As with first two books in the series, there’s a format to the story: Robert Langdon, Harvard professor and expert on symbology and religious iconography find himself embroiled in the middle of a high-stakes religious mystery, where a long-debated and highly protected secret is on the verge of being exposed to the masses and ruined for those who have long stood to protect it.

There is, of course, the supporting female character, a smart and capable woman who helps fill in the gaps where Langdon’s knowledge leaves off. As was true to the past two books, there is physical and emotional danger, as well as a deranged villain who is at once brilliant, physically superior, and acting in what he believes to be the best interest of the world.

“To live in the world without becoming aware of the meaning of the world is like wandering about in a great library without touching the books.”

There are the standard weird characters, strange occurrences throughout history that maybe aren’t that strange after all, and quite a bit of thought provoking facts as well as unusual similarities that are highlighted between world religions.
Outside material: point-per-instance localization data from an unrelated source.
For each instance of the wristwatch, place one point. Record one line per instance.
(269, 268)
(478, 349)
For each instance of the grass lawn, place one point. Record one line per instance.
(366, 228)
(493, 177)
Dan Brown also talks about the science of Noetics which certainly makes you ask yourself a lot questions. Some parts about that read like Rhonda Byrne’s The Secret. It’s apparent that he’s done extensive research to make this story come together so seamlessly.

In The Lost Symbol, you get a lot of information about the Masons and Brown debunks a lot of misconceptions about them too. There are some very creepy and disturbing scenes throughout story all vividly told. He does leave many questions (not about the story but about history) unanswered and just something for the reader to consider or at least send some tingles down your spine.